Через пару лет мне пришлось заглянуть на Монте Верде. Мое палаццо еще стояло, но было индустриализировано: окна забиты и дверь заперта. В нем хранились теперь инструменты прокладывавших улицу рабочих. Улица была все еще в проекте, и вещественная память о слободке Ширяевке еще жила.
На могиле Савилова я не был и не знаю, сохранился ли напоминавший о нем холмик желтой итальянской земли.
20. О букве «Ять» и прочем подобном
— Могу тебя поздравить! Теперь мы самые настоящие Ди-Пи, зарегистрированные в двух десятках офисов с приложением стольких же соответствующих печатей, к соответствующим местам, к счастью, не лично нашим, но бумаг нашего досье, — сказал я жене после трехчасового регистрационного пробега по офисам Чине-Читта.
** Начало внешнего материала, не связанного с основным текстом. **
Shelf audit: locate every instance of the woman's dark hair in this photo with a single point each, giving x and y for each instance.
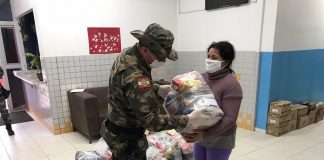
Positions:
(226, 52)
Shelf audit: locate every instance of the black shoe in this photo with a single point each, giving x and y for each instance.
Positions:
(9, 130)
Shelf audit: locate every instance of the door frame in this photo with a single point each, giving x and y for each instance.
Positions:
(3, 62)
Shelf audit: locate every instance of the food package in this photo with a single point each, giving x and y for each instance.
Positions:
(167, 145)
(189, 92)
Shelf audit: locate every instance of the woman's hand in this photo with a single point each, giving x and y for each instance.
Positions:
(193, 137)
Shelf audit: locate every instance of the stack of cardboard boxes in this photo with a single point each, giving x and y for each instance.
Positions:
(283, 117)
(293, 119)
(302, 117)
(279, 118)
(320, 113)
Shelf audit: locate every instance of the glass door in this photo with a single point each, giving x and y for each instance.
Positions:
(10, 61)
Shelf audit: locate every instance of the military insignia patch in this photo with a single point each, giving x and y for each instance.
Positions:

Сел на свои узлы, сваленные близ ворот, и облегченно вздохнул. Было от чего.
— Тебе ничего не напоминает наше новое звание? — спросила жена.
— Пожалуй, птичку какую-то, — пожал я плечами, — дрянь такая эта птичка, не щегленок, и не чижик… Прыгает без толку, трясет хвостом и попискивает.
— Ну, а мне другое. У меня в детстве кукла была резиновая. Морда у нее глу-у-пая была. Нажмешь ей на животик, а она высунет язык и пискнет: «ди-пи»! Уверяю тебя, именно «ди-пи» она кричала!
— Ну, это, знаешь ли, символика и мистическое предвидение. Мои ассоциации проще и к природе ближе. Дрянь была эта птичка… совсем никудышняя…
Ди-пи… — раздался вдруг какой-то сдавленный, но вполне реальный, а не символический возглас.
Оказалось, что испустил его наш кот. Лоллик был не в силах с ним расстаться, но боясь, что кота не зачислят на наше дипичеловеческое положение, он держал его под пальто в течение трех часов моего пробега. Дальше ждать кот не смог и напомнил о себе.
Итак, после двух с половиною лет мы снова в Чине-Читта. По внешности здесь мало что изменилось. Разве что площадь, занятая офисами, разрослась, а занятая дипийцами сократилась. Но античная дыра в крыше китайского павильона зияет по-прежнему.
А население изменилось. Старых знакомых — почти никого. Тогда преобладали семейные, прикочевавшие через Вену из Сербии, а теперь холостяки, повылезшие из убежищ недотравленные волки власовской и красновской стай… Но есть и иные. Они вкраплены яркими пятнами в общий серый дипиевский фон.
Еще во время пробега в одном из офисов меня очаровала гордая импозантная фигура. На левом рукаве ее английской куртки густо толпилось множество всевозможных эмблем, нашивок, галунов. Вышитый серебром британский лев громоздился когтистыми лапами на какой-то голубой крест, а под ним в качестве матраца, лежали полосы звездного флага… Эта ходячая геральдика что-то ожесточенно доказывала регистратору. Разговор шел по-русски.
— Я подданный Его Величества Петра Второго, короля Сербского, князь… — дальше следовала очень звонкая, по совершенно незнакомая мне двойная фамилия.